The Holdovers (including: How'd they make his eye do that??)

This dropped on Prime for free viewing and I jumped on it and wow, glad I did. What a quietly beautiful film. Giamatti was always a fave of mine and I’m going to be so happy to have him win an Oscar for this.

For me, what hit home was the loneliness and loss that pervaded everyone’s lives, whether they admitted to it or not. The comedy was there, perhaps, to keep it from being too heavy on the viewer; it worked better, I think, than if this was a straight drama/redemption story.

Going back to what @Rock8man was feeling about the ending, I almost expected the film to fade to black when Paul came out of the office, pointed to his eye and said it was that one and Angus gave that slight smile. Yeah, that would have felt just right for this type of movie. But I didn’t mind that wrap-up and seeing Paul drive off into the proverbial sunset.

Hey, me too! In fact, I’ve seen the movie a couple of times now, and other than stealing his insipid boss’s beloved brandy (?) and drinking it out of the bottle as he drives away, I can’t remember anything that happened after that moment. Did he have some parting words with Davine Joy Randolph’s character? Was some final wisdom imparted to Tully after he declined the invite to skip class and get a burger? I don’t recall, but I don’t think any of it was important. Telling Angus which eye to look into was all I needed to know about how far they had come.

My friend Bruce Geryk says that all American movies end ten minutes too late. This is exactly the sort of thing he’s talking about.

I don’t think so. The main thing we learned in that scene is that the kid wasn’t kicked out of school.

I don’t mind the pacing of those closing scenes and I think you need Paul saying goodbye to both of those characters. Mary gives him a blank journal to record his upcoming adventures. We learn that she’s saving up for her sister’s baby’s college fund and if it’s a boy his middle name will be Curtis. Later, Paul tells Tully, “Keep your head up, all right? You can do this.” I thought both of those scenes were quite touching. Then you get Paul’s brandy swish-and-spit and a snowy drive off down the road away from Barton Academy.
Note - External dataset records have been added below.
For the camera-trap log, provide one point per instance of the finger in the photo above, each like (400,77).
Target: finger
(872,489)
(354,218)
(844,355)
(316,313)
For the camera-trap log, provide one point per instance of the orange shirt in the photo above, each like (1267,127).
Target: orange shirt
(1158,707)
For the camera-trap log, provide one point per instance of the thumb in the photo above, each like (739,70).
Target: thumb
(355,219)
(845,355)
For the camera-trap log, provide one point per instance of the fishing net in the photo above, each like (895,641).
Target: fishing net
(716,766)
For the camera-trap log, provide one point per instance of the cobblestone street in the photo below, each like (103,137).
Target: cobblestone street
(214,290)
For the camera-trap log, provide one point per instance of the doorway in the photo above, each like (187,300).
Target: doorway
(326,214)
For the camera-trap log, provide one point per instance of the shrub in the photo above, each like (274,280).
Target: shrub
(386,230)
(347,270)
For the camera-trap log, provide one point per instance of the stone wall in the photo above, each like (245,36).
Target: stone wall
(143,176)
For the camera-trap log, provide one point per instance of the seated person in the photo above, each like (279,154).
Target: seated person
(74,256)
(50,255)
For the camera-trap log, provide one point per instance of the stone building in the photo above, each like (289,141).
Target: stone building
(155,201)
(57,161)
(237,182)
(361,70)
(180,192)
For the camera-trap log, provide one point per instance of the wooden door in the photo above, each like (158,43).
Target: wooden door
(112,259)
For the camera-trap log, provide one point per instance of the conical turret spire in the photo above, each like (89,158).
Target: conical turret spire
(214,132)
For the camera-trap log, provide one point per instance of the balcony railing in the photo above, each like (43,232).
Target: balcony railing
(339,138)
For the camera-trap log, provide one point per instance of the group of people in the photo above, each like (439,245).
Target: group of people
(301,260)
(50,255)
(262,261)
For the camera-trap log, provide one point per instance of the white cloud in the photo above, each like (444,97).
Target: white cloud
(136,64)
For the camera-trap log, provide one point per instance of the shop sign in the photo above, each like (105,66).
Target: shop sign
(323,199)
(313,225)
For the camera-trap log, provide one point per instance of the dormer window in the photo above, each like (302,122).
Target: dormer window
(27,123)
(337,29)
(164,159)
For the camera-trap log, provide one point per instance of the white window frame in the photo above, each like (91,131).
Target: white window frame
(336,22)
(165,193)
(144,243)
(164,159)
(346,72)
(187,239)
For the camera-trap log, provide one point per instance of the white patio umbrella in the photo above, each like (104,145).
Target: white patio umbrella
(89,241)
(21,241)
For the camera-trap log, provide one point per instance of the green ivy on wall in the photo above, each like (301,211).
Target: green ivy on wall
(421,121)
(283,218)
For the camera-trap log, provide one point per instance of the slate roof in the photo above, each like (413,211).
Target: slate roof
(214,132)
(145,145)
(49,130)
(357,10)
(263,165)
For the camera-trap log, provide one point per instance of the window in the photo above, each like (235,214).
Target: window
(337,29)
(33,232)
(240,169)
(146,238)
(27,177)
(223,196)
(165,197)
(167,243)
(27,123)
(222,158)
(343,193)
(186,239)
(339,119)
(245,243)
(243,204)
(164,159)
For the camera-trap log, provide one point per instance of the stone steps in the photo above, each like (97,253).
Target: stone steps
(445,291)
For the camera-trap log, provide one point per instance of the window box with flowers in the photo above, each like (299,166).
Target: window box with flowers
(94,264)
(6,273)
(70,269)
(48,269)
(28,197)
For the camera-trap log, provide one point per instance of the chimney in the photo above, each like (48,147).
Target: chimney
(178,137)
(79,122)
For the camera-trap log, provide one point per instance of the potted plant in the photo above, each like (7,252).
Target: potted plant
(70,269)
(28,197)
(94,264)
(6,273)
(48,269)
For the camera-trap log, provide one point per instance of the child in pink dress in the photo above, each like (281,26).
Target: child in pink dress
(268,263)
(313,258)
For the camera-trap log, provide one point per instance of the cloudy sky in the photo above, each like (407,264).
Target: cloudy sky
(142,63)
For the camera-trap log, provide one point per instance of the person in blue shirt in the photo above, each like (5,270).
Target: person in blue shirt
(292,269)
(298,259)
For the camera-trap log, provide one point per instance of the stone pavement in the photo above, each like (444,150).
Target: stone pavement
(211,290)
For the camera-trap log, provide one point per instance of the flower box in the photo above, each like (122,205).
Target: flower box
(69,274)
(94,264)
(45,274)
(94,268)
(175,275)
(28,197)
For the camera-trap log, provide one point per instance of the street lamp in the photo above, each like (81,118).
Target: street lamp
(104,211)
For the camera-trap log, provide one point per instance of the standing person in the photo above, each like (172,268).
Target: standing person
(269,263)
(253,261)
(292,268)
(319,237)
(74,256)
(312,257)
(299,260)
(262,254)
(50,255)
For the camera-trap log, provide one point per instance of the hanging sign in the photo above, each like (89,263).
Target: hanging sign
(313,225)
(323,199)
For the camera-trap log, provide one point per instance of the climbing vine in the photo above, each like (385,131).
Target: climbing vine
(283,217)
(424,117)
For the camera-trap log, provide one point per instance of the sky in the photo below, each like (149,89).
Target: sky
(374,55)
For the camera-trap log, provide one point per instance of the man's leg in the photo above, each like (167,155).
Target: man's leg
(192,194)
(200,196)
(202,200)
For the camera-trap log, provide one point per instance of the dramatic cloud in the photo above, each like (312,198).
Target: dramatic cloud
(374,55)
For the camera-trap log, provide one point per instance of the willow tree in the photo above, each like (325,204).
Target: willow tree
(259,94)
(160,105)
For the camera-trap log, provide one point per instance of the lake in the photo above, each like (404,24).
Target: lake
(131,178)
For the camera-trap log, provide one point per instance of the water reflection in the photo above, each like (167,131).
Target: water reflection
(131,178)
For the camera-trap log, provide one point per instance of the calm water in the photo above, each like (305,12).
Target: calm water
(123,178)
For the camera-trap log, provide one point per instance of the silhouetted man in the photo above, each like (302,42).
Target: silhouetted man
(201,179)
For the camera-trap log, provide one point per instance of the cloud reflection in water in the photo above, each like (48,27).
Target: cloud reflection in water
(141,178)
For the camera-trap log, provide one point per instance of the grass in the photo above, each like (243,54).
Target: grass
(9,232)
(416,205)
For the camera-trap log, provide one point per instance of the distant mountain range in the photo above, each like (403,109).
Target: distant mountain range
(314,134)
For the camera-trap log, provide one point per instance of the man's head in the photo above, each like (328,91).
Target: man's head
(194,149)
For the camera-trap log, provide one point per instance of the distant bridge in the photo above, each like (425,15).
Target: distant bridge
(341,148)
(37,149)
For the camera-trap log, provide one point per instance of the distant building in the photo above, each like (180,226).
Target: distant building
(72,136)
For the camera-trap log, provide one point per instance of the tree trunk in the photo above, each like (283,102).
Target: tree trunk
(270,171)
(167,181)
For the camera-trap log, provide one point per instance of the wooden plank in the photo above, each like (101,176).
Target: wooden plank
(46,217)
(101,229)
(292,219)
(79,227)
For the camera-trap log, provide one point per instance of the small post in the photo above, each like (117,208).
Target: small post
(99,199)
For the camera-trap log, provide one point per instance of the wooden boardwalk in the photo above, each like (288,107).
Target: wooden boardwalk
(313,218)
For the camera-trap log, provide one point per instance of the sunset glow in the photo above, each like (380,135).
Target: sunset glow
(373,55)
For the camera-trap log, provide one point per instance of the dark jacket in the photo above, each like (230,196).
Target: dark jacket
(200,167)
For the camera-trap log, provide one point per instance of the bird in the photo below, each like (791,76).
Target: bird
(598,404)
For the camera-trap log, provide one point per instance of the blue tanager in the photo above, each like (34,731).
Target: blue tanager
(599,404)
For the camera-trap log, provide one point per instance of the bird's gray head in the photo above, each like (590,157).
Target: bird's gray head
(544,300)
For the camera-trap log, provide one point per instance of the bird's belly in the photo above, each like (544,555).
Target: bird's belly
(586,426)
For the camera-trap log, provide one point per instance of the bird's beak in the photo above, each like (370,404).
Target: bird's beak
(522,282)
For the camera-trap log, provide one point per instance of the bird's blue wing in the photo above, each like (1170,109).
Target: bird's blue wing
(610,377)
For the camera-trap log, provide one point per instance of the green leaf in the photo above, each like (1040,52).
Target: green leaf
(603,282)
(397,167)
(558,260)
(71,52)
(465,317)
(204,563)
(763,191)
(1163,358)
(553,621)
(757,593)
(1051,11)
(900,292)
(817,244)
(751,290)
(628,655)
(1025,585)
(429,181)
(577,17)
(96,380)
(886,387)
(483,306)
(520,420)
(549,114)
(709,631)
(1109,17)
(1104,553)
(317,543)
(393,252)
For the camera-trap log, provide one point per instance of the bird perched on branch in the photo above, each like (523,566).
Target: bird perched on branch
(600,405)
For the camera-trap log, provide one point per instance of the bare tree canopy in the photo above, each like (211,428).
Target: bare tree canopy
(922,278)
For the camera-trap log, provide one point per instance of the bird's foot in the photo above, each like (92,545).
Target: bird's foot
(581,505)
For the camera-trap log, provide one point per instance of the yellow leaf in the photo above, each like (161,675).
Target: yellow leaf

Don’t get me wrong, I liked the ending sequence, but was it really needed? We wouldn’t know the specifics, but there’s plenty that can be inferred even if you end a tad earlier at the office. The connections with Mary and Tully are solid for Paul, Paul’s story arc released him into the world, and we already feel that Mary and Tully are on different trajectories now that they’ve travelled through this stage of their own painful journeys.

Maybe a minor critique of a fabulous film. I would have loved it if they had done test screenings with the shorter viewing and had audiences say they wanted a neat wrap-up so they tacked on the rest to make it a package. I wouldn’t be surprised if that’s what happened.

I, for one, certainly hope that’s not what happened. I’d like to think Alexander Payne has earned enough capital with the studios who finance his movies that he doesn’t have to hew to what test audiences want.

And for the record, I’m on your team with this issue! But I’m also not the filmmaker, and I would hate to think that Payne is having to recut his movies based on test screenings. I completely accept Holdovers as the movie he intended to make, even with the caveat that it plays the audience out with a nice tidy American redemptive ending instead of something more characteristically European or arthouse (those links are two of my favorite recent-ish examples of mind-blowing endings that American audiences would hate, both arguably “arthouse” movies, the first Romanian, the second Polish).

I would doubt that focus features would do anything to interfere with Payne, even after Downsizing was a disappointment. (Not to me, I love that film). I can’t imagine the budget was huge on this one either.